Date Published: |
L’Encyclopédie de l’histoire du Québec / The Quebec History Encyclopedia
Jean Chabot
Chabot, Jean (1807-1860), commissioner of public works for Canada (1849-54), was born at St. Charles de Bellechasse, Lower Canada, on October 15, 1807, the son of Basile Chabot and Josephte Prévost. He was educated at the Quebec Seminary, and was called to the bar of Lower Canada in) 1834. From 1843 to 1856 he was, almost without intermission, the representative of Quebec in the Legislative Assembly of Canada; and in 1849 he became commissioner of public works in the Baldwin-Lafontaine administration.
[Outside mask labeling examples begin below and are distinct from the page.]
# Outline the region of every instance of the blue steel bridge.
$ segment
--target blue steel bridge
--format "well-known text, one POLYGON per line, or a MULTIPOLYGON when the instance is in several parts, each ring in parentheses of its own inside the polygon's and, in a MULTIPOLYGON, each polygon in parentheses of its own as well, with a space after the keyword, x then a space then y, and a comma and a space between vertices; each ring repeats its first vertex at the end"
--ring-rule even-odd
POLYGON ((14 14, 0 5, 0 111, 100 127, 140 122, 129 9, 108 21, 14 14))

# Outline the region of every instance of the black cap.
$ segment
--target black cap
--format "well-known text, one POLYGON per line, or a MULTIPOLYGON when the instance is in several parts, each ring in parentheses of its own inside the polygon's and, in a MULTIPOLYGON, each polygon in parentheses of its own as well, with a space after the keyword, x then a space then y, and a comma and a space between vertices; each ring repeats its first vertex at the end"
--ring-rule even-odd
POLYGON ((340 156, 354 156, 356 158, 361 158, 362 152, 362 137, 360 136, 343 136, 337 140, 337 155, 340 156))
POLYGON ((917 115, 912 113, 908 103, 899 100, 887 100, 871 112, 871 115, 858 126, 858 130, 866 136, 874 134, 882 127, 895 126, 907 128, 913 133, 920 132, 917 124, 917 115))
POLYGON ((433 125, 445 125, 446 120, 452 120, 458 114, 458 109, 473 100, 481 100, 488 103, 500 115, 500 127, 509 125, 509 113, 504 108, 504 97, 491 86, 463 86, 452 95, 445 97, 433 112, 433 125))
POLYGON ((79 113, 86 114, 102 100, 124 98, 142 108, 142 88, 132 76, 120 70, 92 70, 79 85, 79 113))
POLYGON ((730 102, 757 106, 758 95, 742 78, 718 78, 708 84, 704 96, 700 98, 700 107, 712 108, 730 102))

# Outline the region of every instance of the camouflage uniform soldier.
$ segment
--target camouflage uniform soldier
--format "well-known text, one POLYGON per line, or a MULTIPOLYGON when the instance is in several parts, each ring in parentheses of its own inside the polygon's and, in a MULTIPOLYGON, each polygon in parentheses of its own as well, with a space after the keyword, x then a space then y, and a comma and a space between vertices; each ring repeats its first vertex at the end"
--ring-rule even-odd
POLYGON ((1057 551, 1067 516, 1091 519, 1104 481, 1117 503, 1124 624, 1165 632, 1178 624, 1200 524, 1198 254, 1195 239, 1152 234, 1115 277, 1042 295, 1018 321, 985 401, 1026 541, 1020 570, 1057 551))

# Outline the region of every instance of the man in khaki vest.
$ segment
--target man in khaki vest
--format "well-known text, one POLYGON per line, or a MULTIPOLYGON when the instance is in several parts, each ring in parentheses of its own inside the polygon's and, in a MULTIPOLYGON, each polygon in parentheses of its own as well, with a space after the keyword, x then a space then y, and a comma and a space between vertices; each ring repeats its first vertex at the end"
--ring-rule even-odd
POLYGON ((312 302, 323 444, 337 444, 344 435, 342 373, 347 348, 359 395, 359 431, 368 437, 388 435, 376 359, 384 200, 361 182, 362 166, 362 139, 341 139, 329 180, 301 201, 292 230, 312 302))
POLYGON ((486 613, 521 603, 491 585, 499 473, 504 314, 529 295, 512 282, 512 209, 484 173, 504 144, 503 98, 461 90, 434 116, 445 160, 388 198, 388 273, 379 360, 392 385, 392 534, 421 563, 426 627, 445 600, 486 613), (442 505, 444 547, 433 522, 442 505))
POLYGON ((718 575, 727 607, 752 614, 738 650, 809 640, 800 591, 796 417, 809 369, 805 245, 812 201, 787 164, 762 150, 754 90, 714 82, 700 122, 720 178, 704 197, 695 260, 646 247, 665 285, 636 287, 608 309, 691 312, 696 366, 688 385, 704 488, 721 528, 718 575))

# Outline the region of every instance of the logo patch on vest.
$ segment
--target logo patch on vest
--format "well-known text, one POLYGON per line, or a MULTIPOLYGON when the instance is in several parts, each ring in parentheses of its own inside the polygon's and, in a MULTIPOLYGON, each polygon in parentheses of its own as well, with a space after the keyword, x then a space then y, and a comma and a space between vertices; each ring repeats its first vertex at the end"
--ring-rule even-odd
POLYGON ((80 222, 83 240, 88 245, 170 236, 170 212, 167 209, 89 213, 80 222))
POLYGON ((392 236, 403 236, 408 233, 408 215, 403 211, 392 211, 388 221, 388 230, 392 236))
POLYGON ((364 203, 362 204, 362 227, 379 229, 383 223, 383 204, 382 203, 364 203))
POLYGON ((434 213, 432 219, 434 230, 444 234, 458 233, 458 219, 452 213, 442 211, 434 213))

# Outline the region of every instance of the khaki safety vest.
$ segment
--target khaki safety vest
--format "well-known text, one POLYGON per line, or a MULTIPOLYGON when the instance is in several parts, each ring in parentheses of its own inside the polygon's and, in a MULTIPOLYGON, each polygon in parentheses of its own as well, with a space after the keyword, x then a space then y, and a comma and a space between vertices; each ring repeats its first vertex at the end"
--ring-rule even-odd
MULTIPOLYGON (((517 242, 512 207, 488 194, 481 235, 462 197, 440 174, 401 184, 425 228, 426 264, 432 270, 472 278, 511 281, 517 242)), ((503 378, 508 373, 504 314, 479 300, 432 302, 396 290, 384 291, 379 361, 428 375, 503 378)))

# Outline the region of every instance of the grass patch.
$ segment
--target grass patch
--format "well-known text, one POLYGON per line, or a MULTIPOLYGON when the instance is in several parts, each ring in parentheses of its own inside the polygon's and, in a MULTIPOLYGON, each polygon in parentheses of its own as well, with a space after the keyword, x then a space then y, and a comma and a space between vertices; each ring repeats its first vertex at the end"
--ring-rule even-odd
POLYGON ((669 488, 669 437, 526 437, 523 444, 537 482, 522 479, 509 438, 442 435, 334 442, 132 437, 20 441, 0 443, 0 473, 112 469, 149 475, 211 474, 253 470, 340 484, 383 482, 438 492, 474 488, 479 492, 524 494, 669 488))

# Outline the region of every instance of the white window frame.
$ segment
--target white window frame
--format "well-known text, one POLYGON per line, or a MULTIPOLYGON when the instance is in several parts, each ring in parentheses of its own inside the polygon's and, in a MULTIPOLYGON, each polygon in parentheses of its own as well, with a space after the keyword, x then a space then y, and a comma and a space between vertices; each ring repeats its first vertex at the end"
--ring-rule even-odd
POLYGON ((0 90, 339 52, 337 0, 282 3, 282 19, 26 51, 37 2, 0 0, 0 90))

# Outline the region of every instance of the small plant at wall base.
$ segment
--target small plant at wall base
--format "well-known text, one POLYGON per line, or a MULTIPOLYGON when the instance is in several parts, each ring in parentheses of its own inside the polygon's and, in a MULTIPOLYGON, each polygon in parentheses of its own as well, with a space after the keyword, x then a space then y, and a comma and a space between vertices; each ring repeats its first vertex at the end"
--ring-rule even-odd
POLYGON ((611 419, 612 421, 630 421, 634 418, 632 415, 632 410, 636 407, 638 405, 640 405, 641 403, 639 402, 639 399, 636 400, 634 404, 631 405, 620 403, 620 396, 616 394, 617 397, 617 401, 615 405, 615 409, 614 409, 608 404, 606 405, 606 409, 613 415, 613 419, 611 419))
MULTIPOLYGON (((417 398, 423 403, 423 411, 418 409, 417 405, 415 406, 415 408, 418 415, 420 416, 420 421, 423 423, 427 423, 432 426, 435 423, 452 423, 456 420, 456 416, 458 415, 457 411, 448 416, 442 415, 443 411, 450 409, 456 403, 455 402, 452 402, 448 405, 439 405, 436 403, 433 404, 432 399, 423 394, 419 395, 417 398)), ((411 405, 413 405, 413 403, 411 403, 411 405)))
He resigned this portfolio, for private reasons, in 1850. In 1852, however, he resumed the portfolio of public works in the Hincks-Morin government, and he continued to hold it in the MacNab-Morin government. In 1855 he was not included in the MacNab-Taché administration; and in 1856 he was appointed a judge of the Superior Court of Lower Canada. He died on May 31, 1860. He married Hortense Hamel, but had no children. See L'honorable Jean Chabot (Bull. rech. hist., 1905). Source : W. Stewart WALLACE, ed., The Encyclopedia of Canada, Vol. II, Toronto, University Associates of Canada, 1948, 411p., p. 26.